In Argentina, nearly all of the virus sequences were widely distributed across the country (Table 2, Fig. 7), which is composed of a mix of sexually and clonally reproducing populations [4]. It will be interesting to investigate whether both reproductive forms (clonal and sexual) can serve as host to these viruses. The maternally inherited symbiont Wolbachia was found to be limited largely to sexually reproducing W. auropunctata populations in its native range [4]; Wolbachia was rarely detected in clonal invasive and clonal native populations [35]. Loss of symbionts (like Wolbachia), parasites, and natural enemies has been observed in other introduced populations of various species of ants that may have facilitated their success in introduced areas [34, 37, 47]. Interestingly, Wolbachia infections that do not induce reproductive parasitism have been shown to offer protection against viral infections [14]. For example, Drosophila melanogaster flies infected with Wolbachia are less susceptible to mortality from RNA viruses [14]. Have clonal populations of W. auropunctata lost their Wolbachia symbionts because they no longer benefit from their presence regarding RNA virus infection? Future investigations into the relationships between Wolbachia, RNA viruses, and the reproductive form of W. auropunctata are anticipated.

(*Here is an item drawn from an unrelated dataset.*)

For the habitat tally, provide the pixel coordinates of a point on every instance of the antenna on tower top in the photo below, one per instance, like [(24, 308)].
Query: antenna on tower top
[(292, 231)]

While insecticides can be temporarily effective at reducing the population and impact of W. auropunctata [3, 13, 38], sustained control of this pest ant will certainly rely on natural enemies [45]. Being one of the worst invasive species in the world [26], it is surprising that only two natural control agents are known from W. auropunctata [23, 28]. Despite the unknown impact of the viruses described here, they offer an attempt to identify new natural control agents and a starting point to investigate them. Also demonstrated here and by others, the metagenomics method greatly accelerates the prospecting phase for discovery of virus natural enemies [25].